Kuala Lumpur is one of those cities which is short on must-see attractions: the real joy lies in wandering randomly, seeing, shopping and eating your way through it. It's hot, humid and sometimes crowded though, so schedule some air-conditioned downtime in shopping malls or restaurants into your plan. You may find that most attractions are only crowded on weekends/holidays and deserted on weekdays.
The following gives a brief description of KL’s attractions according to district. See the respective district pages for more details.
The main attractions are spread throughout the city, although the greatest concentration of places of interest are in the City Centre, where you’ll find Dataran Merdeka (Independence Square), where Malaysia would usually celebrate the Malaysian independence day (the exact spot where independence was declared at the start of Aug 31, 1957 is at the Stadium Merdeka); the Sultan Abdul Samad Building and other Colonial-era buildings surrounding the square; the modern and rather unadorned National Mosque; the Moorish-style Kuala Lumpur Railway Station which now houses a mini-museum on Malaysian railway history; many of KL’s other museums including the recently refurbished National Museum (RM2) tracing the history of the region through prehistory and the Malaccan empire to Independence, and the extremely well-regarded Islamic Arts Museum (RM12, 10-6PM), and the nearby 'Police Museum; and the pretty Lake Gardens to the west. Within the city centre is also the fascinating narrow streets of Chinatown, KL’s traditional commercial district, with its many Chinese shops and places to eat.
Another area of interest to the traveller is the Golden Triangle. Although predominantly a shopping and night-life district, it is also home to the Kuala Lumpur City Centre (KLCC) and the Petronas Twin Towers, once the world’s tallest building.
In the nearby KL Convention Centre is the Aquaria KLCC which contains some 5,000 varieties of tropical fish.
Just south of the Twin Towers is Menara KL Tower, which is situated on top of Bukit Nanas (Pineapple Hill), a forest reserve right in the heart of the city. PDA-Guided views from Menara Tower (RM38, 9AM-10PM) being at 276m, are far superior than those from the Petronas Towers (viewing deck at 170m), and come highly recommended since it allows first time visitors the chance to quickly orient themselves about the layout of the city. It is however, not a particularly easy place to reach by public transport, so use either a taxi or the "hop-on/hop-off" tourist bus that makes a continuous circuit through the city.
There are also several attractions just outside Kuala Lumpur which are worth visiting.
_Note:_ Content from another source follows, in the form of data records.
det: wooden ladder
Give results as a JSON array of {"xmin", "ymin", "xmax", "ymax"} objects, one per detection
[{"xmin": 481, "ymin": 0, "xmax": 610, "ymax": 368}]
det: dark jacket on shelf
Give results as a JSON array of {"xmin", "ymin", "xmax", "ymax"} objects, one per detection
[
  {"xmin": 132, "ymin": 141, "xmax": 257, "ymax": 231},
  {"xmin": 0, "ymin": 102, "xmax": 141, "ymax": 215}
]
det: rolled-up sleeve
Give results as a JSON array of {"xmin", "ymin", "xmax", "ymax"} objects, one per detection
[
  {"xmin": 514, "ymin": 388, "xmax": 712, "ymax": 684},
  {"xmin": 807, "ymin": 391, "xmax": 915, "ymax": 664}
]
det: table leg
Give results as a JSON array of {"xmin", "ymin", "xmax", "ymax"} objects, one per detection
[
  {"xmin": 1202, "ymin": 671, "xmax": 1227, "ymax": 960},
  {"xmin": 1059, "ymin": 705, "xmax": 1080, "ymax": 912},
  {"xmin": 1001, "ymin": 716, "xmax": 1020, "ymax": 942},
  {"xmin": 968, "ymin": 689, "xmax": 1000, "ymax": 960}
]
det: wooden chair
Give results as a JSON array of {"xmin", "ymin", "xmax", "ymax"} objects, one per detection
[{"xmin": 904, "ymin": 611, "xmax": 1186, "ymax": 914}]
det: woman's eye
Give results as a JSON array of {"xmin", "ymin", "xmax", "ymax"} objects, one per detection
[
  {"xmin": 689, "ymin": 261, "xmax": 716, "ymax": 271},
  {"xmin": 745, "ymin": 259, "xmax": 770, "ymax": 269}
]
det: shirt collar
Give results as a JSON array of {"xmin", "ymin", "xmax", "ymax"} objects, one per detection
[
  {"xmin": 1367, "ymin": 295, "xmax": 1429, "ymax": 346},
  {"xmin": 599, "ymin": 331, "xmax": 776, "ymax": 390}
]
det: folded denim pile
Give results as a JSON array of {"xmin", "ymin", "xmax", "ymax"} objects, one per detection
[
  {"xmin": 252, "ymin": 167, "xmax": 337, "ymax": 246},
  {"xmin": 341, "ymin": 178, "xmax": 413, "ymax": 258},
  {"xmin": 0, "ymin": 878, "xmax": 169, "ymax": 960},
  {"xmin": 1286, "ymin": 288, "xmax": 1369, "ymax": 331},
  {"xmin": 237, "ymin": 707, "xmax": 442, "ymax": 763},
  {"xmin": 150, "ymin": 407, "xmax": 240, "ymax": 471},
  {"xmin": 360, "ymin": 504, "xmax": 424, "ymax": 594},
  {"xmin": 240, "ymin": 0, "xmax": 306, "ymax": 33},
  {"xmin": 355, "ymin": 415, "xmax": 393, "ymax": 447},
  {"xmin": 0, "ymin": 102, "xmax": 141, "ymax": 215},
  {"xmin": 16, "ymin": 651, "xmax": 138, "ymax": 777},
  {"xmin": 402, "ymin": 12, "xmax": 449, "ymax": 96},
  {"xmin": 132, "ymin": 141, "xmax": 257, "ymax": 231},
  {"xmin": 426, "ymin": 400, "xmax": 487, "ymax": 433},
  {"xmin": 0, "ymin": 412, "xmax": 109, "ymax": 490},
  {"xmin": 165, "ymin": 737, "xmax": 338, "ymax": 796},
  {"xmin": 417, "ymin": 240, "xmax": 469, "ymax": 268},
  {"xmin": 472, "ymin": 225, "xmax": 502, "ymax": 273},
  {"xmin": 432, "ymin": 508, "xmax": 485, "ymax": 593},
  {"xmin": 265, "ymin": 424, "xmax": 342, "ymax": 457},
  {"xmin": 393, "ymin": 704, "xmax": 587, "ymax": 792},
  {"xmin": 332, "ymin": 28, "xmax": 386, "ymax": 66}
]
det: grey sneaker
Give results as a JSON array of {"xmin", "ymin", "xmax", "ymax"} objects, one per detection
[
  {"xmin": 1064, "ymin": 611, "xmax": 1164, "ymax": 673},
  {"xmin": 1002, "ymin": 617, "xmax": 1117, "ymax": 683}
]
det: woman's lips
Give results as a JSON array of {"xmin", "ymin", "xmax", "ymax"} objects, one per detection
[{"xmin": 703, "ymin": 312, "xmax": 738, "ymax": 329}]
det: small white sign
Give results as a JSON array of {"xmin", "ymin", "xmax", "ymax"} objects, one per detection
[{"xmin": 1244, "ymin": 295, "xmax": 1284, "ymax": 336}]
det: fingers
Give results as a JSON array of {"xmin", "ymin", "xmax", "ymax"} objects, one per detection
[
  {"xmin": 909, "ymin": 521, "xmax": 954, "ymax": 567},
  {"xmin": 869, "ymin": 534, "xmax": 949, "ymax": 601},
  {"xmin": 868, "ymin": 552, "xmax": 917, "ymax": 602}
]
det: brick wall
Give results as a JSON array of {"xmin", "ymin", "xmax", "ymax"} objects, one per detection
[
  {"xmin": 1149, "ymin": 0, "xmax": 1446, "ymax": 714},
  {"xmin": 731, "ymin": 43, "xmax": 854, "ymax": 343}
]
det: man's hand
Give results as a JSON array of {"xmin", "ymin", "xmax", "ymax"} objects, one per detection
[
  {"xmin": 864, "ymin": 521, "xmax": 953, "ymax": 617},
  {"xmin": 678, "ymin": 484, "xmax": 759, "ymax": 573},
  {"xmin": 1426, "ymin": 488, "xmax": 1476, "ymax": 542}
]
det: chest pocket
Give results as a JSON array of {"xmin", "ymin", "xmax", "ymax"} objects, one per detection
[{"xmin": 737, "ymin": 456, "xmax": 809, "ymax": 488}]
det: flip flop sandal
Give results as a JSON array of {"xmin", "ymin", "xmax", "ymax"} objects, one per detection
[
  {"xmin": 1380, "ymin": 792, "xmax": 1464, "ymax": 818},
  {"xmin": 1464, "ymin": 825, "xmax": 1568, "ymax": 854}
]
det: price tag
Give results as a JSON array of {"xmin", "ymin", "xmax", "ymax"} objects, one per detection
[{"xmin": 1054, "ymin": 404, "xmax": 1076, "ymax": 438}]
The Batu Caves in the Northern suburbs of Kuala Lumpur, are located in a limestone outcrop and are the focal point of the fascinating annual Thaipusam festival, usually held in February. The caves are easily accessible by RapidKL bus U6 from Titiwangsa station, though ask the driver to let you know the correct stop as the caves are not immediately obvious. Do some light cave exploring in Batu Caves which is really facinating.The entrance is 50 ft below the main temple cave and on the left as you climb. The event will be memorable and is not risky even for children as young as 3 years. Another option is to catch Metrobus 11 for RM2 at Lorong Bas, near Central Market.
Malaysia’s National Zoo (Zoo Negara) is also located in the north of the city.